The partition function of the one-matrix model is defined by the matrix integral

Z_{N}=\frac{1}{{\mathrm{vol}}\left[U(N)\right]}\int{\rm d}M\,\exp\left(-\frac{% 1}{g_{s}}{\rm Tr}\,V(M)\right),

(3.1)

where $V(x)$ is a polynomial potential, and $g_{s}$ will be identified with the topological string coupling constant. After reduction to eigenvalues we can write

Z_{N}=\frac{1}{N!}\int\prod_{i=1}^{N}\frac{{\rm d}\lambda_{i}}{2\pi}\,\Delta^{% 2}(\lambda)\,\exp\left(-\frac{1}{g_{s}}\sum_{i=1}^{N}V(\lambda_{i})\right).

(3.2)

Here, $\Delta(\lambda)$ is the Vandermonde determinant of the eigenvalues. We want to study the model in the $1/N$ expansion, but keeping the total ’t Hooft coupling

T=Ng_{s}

(3.3)

fixed. Since the potential $V(x)$ is a polynomial, it will have $s$ critical points. The most general saddle-point solution of the model, at large $N$ , will be characterized by a density of eigenvalues $\rho(\lambda)$ supported on a disjoint union of $s$ intervals or cuts,

A_{I}=[x_{2I-1},x_{2I}],\qquad I=1,\cdots,s.

(3.4)

If the endpoints are real we will order them in such a way that $x_{1}<x_{2}<\cdots<x_{2s}$ , but in general we can (and will) have complex cuts. When $s>1$ this saddle-point is called an $s$ -cut, or multi-cut solution, of the Hermitian matrix model. We can define the multi-cut solution by writing the corresponding partition function as a multiple integral over eigenvalues.
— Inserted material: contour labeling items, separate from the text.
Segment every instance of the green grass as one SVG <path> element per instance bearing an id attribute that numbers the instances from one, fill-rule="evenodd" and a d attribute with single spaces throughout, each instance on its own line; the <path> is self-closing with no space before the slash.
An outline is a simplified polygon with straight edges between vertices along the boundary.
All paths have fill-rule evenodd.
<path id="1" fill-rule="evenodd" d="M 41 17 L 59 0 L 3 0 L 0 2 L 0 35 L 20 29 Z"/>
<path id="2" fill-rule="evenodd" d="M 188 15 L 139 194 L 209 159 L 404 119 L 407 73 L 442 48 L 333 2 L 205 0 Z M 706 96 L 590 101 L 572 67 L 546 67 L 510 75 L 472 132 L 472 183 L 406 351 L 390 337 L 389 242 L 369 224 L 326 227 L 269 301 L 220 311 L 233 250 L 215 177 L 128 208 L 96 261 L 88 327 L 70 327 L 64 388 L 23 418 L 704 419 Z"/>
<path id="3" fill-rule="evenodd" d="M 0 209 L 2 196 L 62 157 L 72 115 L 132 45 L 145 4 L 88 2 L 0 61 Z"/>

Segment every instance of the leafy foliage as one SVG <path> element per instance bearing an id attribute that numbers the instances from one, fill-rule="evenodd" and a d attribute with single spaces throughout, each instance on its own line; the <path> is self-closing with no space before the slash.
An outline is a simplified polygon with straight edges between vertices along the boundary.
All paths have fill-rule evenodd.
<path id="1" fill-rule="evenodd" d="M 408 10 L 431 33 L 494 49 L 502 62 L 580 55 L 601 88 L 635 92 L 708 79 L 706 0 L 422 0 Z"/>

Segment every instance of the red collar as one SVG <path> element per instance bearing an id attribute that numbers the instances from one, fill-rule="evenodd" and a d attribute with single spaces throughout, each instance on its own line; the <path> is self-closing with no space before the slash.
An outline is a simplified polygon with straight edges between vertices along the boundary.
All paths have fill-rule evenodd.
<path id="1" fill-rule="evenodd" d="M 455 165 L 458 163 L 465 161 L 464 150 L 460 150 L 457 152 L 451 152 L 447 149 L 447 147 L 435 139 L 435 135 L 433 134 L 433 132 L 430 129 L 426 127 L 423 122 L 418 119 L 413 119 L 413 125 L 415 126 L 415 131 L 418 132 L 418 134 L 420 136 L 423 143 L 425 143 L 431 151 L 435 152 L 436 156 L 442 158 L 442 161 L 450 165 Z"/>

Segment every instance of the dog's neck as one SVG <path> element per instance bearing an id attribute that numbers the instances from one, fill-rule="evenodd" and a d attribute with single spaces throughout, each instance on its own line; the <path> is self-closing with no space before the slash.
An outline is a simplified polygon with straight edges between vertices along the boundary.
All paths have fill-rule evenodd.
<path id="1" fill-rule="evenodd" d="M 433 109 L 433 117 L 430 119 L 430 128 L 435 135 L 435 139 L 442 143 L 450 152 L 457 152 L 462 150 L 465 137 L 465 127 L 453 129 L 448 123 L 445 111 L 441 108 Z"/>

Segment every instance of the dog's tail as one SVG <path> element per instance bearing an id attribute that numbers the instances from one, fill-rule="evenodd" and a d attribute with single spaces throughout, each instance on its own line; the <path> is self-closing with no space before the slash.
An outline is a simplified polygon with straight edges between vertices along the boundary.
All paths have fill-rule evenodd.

To do this, we note that in a $s$ -cut configuration, the $N$ eigenvalues split into $s$ sets of $N_{I}$ eigenvalues, $I=1,\ldots,s$ , which can be written as

\bigl{\{}\lambda^{(I)}_{k_{I}}\bigr{\}}_{k_{I}=1,\ldots,N_{I}},\qquad I=1,% \ldots,s.

(3.5)

The eigenvalues in the $I$ -th set are located in the interval $A_{I}$ , around the $I$ -th extremum. We can now choose $s$ integration contours ${\cal C}_{I}$ in the complex plane, $I=1,\ldots,s$ . These contours go to infinity along directions where the integrand decays exponentially, and they have the property that each of them passes through one of the $s$ critical points (see for example fr for a detailed argument for this). Due to this choice of integration contours, the resulting matrix integral is now convergent, and the partition function can be written as

Z(N_{1},\ldots,N_{s})={1\over N_{1}!\cdots N_{s}!}\int_{\lambda^{(1)}_{k_{1}}% \in{\cal C}_{1}}\cdots\int_{\lambda^{(s)}_{k_{s}}\in{\cal C}_{s}}\prod_{i=1}^{% N}{{\rm d}\lambda_{i}\over 2\pi}\,\Delta^{2}(\lambda)\,\exp\left(-\frac{1}{g_{% s}}\sum_{i=1}^{N}V(\lambda_{i})\right).

(3.6)

In obtaining the overall factor in (3.6) we have taken into account that there are

{N!\over N_{1}!\cdots N_{s}!}

(3.7)

possibilities to choose the $s$ sets of $N_{I}$ eigenvalues. We will assume that the so-called filling fractions,

\epsilon_{I}=\frac{N_{I}}{N},\qquad I=1,2,\ldots,s,

(3.8)

or equivalently the partial ’t Hooft couplings

t_{I}=t\epsilon_{I}=g_{s}N_{I}

(3.9)

are fixed in the large $N$ limit. The free energy of the multi-cut matrix model at fixed filling fractions or partial ’t Hooft parameters has an asymptotic $1/N$ expansion of the form

{\cal F}(N_{I})=\log Z(N_{I})\sim\sum_{g=0}^{\infty}{\cal F}_{g}(t_{I})\,g_{s}% ^{2g-2}.

(3.10)

An important result in the theory of matrix models is that the large $N$ saddle point described by the multi-cut solution above can be encoded in a hyperelliptic curve known as the spectral curve of the model,

y^{2}=\sigma(x),

(3.11)

where

\sigma(x)=\prod_{i=1}^{2s}(x-x_{i})

(3.12)

and $x_{i}$ are the endpoints of the cuts. The polynomial $\sigma(x)$ is given by

\sigma(x)=\left(V^{\prime}(x)\right)^{2}+f(x),

(3.13)

where $f(x)$ is a polynomial of degree $s-1$ that splits the $s$ double zeroes of $\left(V^{\prime}(x)\right)^{2}$ . Note in particular that the cuts appearing in the saddle-point solution correspond to $A$ -periods of the spectral curve, and one has

t_{I}=\frac{1}{4\pi{\rm i}}\oint_{\mathfrak{a}_{I}}y(x){\rm d}x.

(3.14)

Here, $\mathfrak{a}_{I}$ is a closed contour encircling the cut $A_{I}$ . Let us note that the total ’t Hooft coupling (3.3)

T=\sum_{I=1}^{s}t_{I}

(3.15)

can be evaluated by residues as a polynomial in the parameters appearing in the spectral curve. It is not really a modulus of the theory, but what is called in e.g. hkp a “mass parameter.” We can then take $n=s-1$ partial ’t Hooft couplings as flat coordinates parametrizing the moduli space of the theory.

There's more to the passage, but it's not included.